Public health agencies in five states are assessing the rabies risk for hundreds of people who may have had close contact with an infected organ donor and four transplant recipients, one of whom died, officials said Saturday.
About 200 medical workers, relatives and others were assessed for potential exposure in Maryland, where the man who received an infected kidney died, state veterinarian Katherine Feldman said. She said fewer than two dozen were urged to get the rabies vaccine as a preventive measure.
In Florida, about 90 people were identified as potentially exposed, and three were offered the rabies vaccine as of Friday, state health department spokeswoman Ashley Carr said.
Illinois Department of Public Health spokeswoman Melaney Arnold said the only potential exposures there were people who worked with the patient or the transplanted organ. She said only the organ recipient is receiving rabies treatment.
Health officials in Georgia and North Carolina are also involved in the epidemiological investigation prompted by the Maryland man's death from rabies in late February, nearly 18 months after he got the kidney from a donor in Pensacola, Fla. However, officials in those states didn't respond to requests from The Associated Press about the number of people they're assessing.
Doctors in Florida didn't test the 20-year-old donor for rabies before he died in September 2011. His heart, liver and other kidney went to recipients in Florida, Georgia and Illinois. They started getting the vaccine this month, and none has had rabies symptoms. A rabies expert unconnected to the case, Dr. Rodney Willoughby of Milwaukee, said they have a strong chance of surviving since they haven't shown any symptoms.
Health officials say the virus can be spread through the infected person's saliva and mucous membranes, but human-to-human transmission is rare. The federal Centers for Disease Control and Prevention in Atlanta says there has been only one documented instance of transmission by a bite in the U.S.
Feldman said Friday that the search for potential exposure subjects in Maryland was wrapping up. She said medical workers typically take precautions, and "we don't share saliva with that many people in our day-to-day goings about."
CDC spokeswoman Melissa Dankel said investigators are still trying to learn how the transplant donor got infected with the raccoon rabies virus that was found in his brain tissue and that of the Maryland man. She said the donor was an outdoorsman who might have been bitten by a wild animal in his native North Carolina before moving to Florida and beginning training as an Air Force aviation mechanic 17 weeks before his death.

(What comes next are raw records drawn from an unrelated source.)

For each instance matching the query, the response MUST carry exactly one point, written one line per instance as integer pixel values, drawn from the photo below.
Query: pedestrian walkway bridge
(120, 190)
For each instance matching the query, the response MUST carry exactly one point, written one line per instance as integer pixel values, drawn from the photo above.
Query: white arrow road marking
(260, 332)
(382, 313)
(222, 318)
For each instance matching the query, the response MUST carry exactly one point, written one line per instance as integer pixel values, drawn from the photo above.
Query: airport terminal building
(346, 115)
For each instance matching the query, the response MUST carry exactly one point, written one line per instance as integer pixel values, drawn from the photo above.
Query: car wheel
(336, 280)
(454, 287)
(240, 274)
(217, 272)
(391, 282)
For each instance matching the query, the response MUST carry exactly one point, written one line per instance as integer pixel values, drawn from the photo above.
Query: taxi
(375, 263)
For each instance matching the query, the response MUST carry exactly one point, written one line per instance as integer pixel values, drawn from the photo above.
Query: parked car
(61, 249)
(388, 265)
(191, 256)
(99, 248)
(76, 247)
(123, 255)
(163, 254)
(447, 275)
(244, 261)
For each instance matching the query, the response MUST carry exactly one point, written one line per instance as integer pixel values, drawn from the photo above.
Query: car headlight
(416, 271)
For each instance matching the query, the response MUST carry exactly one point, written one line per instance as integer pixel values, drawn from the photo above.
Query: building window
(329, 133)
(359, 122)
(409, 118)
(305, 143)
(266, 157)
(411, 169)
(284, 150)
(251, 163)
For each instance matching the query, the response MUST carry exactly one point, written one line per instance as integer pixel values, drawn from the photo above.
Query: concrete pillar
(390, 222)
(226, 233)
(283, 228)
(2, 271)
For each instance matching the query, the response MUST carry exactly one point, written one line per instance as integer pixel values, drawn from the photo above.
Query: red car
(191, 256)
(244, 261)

He visited a clinic at the Pensacola Naval Air Station in August 2011 for abdominal pain and vomiting and was transferred to a civilian hospital four days later, said Defense Department spokeswoman Cynthia Smith. He later developed encephalitis, a brain inflammation that can have a host of causes, including rabies, but he wasn't tested for the disease, CDC officials say.
Smith said the airman died of severe gastroenteritis - inflammation of the stomach and small intestine - complicated by dehydration, electrolyte abnormalities and seizure. The Florida Department of Health said he died of encephalitis of unknown origin.

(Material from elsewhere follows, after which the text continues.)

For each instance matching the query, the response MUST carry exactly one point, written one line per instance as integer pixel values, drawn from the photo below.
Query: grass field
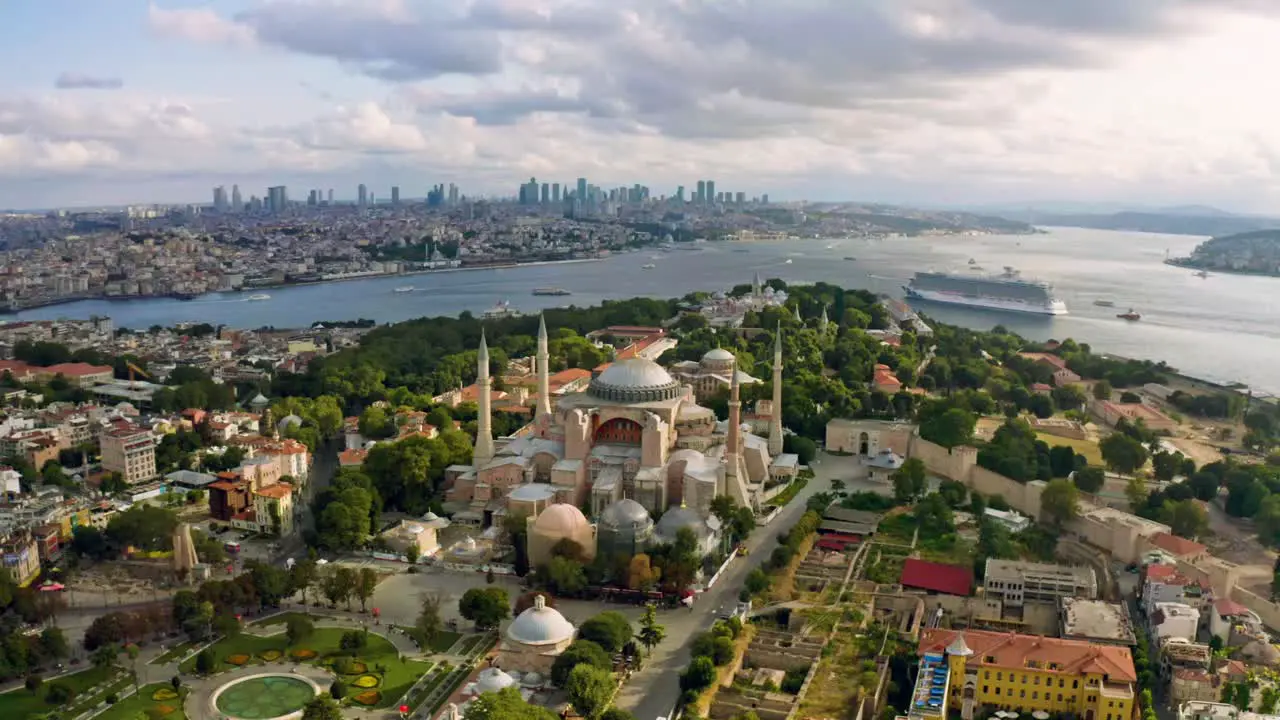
(22, 703)
(1088, 449)
(325, 642)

Federal rules require organ banks to disclose any known or suspected infectious conditions that might be transmitted by donor organs. CDC officials say they don't know what information was communicated.
Federal guidelines published last year for evaluating organ donors with encephalitis urge "extreme caution" if the suspected cause is a viral pathogen, such as rabies.
Dr. Michael Green, a University of Pittsburgh professor who heads the committee that wrote the guidelines, said the guidelines hadn't been published when the Florida patient died. He also said rabies transmission through solid organ transplants is rare. There have been just two other documented instances worldwide - one in Germany and a 2004 U.S. case in which all four recipients died. The CDC says there have been eight documented instances of rabies being transmitted by transplanted corneas.
"Nonetheless, if asked whether or not I would use organs where concern for rabies was active in the potential donor, I would urge extreme caution before using organs from this person," Green said.
One of the patients who died in the 2004 case was 18-year-old Joshua Hightower, of Gilmer, Texas, after a kidney transplant. He had kidney problems since he was a child. His mother, Jennifer, said Saturday that if rabies is suspected in a transplant donor, doctors should go ahead and transplant the organs, and then give recipients the rabies vaccine.